For classicists, the only original artefact is the body of Saint Sabbatia, a Catholic martyr whose remains were interred in Digby Stuart College’s chapel in the late 19th century as an example to its young female students. But the campus’ Neoclassical follies also offer opportunities to consider the reception and reinterpretation of the classical past.
Students on the course also get the opportunity to examine primary materials in the university’s collections and archives, before undertaking a research project of their own choosing on a topic related to the campus. This must be presented in a public forum, be it via an online video or audio file, a poster or display, or even a guided tour. There is also a module blog where students reflect on their experiences.
Sonya Nevin, a Classics researcher at Roehampton, said that the module afforded students opportunities to develop new skills in handling and interpreting material objects, as well as a chance to build deeper engagement with their university.
“Sometimes the nice rooms in the university are not rooms the students get to go into very much,” she told Times Higher Education. “The course literally opened doors for them.”
Given the environment in which the course is conducted, there might be a class bias towards studying the aristocratic families who lived on the campus and their life histories. However, this does not have to be the case, explained Dr Nevin, who said that one student had carried out a study of highwaymen operating in the area. In future, there will be greater emphasis on the working people who were employed on the estates.

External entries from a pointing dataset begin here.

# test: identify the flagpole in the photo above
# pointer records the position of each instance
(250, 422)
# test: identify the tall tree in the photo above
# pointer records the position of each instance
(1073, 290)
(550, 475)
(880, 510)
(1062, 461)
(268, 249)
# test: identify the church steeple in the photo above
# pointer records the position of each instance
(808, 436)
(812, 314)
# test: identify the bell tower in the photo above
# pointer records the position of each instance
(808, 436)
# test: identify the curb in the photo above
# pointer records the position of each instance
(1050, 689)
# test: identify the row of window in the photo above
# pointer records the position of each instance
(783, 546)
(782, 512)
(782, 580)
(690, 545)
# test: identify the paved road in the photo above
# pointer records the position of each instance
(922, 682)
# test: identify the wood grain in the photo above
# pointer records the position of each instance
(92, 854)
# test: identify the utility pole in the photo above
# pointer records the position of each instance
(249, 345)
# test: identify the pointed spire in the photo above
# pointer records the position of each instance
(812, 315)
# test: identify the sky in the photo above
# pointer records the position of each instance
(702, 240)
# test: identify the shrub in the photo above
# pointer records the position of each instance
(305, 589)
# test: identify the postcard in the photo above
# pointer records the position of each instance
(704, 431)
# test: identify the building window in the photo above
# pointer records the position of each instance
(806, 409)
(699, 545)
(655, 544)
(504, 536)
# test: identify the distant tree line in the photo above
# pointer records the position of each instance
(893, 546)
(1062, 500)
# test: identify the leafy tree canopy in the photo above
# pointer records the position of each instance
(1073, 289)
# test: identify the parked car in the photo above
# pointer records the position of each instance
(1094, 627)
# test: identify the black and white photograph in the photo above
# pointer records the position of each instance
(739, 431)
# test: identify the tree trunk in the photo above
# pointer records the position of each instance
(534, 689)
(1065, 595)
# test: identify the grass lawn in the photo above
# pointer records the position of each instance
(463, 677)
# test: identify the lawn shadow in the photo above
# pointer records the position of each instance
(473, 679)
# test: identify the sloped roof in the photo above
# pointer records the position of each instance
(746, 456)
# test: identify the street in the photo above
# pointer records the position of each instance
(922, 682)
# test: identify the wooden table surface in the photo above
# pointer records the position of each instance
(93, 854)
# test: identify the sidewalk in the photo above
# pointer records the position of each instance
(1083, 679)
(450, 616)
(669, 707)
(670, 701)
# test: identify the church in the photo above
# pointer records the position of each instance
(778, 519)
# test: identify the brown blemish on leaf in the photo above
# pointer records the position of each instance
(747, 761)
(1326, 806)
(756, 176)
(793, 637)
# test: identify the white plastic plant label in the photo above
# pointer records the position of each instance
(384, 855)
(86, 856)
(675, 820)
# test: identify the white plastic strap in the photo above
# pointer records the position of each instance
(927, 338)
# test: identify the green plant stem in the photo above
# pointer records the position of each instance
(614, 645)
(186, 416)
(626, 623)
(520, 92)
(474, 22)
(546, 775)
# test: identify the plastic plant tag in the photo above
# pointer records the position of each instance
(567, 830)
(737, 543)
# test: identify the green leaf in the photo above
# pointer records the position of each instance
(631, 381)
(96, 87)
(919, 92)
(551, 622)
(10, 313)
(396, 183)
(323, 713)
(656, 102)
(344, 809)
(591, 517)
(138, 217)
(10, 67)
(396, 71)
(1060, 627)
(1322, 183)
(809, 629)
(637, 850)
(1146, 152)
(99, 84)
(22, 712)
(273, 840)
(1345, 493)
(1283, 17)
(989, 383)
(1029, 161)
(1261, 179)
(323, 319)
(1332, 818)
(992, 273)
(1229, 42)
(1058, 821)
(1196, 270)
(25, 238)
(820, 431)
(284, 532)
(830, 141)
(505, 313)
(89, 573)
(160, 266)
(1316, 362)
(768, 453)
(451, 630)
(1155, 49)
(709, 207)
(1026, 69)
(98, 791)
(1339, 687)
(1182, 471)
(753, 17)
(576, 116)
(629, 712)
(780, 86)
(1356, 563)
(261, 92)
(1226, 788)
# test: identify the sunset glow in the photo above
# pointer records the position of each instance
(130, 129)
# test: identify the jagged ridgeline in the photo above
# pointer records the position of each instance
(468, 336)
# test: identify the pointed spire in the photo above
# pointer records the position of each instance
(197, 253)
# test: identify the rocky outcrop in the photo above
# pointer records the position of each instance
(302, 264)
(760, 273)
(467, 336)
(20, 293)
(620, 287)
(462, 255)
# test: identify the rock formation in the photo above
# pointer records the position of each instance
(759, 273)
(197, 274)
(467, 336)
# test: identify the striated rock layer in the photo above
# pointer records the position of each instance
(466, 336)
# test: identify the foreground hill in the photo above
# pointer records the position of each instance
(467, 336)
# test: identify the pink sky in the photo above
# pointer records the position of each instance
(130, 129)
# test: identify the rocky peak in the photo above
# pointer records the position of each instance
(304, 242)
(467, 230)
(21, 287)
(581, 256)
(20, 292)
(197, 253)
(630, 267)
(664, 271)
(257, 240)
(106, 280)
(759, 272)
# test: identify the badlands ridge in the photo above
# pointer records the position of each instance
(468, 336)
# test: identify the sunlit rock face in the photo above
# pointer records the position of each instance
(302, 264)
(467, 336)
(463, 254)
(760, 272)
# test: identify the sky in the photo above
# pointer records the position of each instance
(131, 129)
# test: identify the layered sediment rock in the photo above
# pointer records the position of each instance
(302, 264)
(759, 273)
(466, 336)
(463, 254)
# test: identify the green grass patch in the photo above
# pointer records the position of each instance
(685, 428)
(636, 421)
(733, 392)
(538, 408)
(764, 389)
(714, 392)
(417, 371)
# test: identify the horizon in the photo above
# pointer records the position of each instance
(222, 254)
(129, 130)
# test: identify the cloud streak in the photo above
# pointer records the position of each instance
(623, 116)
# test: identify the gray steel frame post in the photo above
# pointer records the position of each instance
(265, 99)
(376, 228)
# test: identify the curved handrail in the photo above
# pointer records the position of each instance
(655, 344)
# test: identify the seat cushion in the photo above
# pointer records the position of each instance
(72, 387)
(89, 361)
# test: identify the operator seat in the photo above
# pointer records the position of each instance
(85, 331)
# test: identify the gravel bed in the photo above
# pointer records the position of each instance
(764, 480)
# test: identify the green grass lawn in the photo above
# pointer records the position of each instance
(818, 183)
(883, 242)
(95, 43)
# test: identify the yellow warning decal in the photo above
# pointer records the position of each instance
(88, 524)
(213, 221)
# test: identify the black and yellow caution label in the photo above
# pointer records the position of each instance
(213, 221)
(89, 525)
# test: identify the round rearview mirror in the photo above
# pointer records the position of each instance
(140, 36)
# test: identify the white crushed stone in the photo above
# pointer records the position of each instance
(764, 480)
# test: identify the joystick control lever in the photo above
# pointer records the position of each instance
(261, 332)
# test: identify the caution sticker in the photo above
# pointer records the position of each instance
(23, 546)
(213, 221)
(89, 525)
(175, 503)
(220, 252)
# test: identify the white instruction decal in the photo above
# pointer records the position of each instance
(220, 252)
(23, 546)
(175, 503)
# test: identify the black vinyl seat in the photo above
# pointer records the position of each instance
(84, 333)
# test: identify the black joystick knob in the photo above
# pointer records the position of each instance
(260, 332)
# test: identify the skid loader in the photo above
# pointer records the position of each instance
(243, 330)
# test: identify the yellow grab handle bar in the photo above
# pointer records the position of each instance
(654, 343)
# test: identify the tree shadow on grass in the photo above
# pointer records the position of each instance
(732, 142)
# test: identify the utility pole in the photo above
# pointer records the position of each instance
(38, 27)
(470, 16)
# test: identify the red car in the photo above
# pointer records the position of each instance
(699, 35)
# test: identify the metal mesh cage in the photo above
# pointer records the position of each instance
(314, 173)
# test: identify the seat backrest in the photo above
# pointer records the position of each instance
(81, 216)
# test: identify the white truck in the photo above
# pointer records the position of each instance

With Charlotte Behr, a reader in the humanities department, Dr Nevin has published an article about the project in Arts and Humanities in Higher Education, which concludes that using the campus as a focus for research “has been found to be extremely engaging and motivating for students”.
“Every university is different and unique, still the underlying ideas and principles of the module are transferable and can be adapted to local conditions to the benefit of student development and university-community relations,” the researchers write.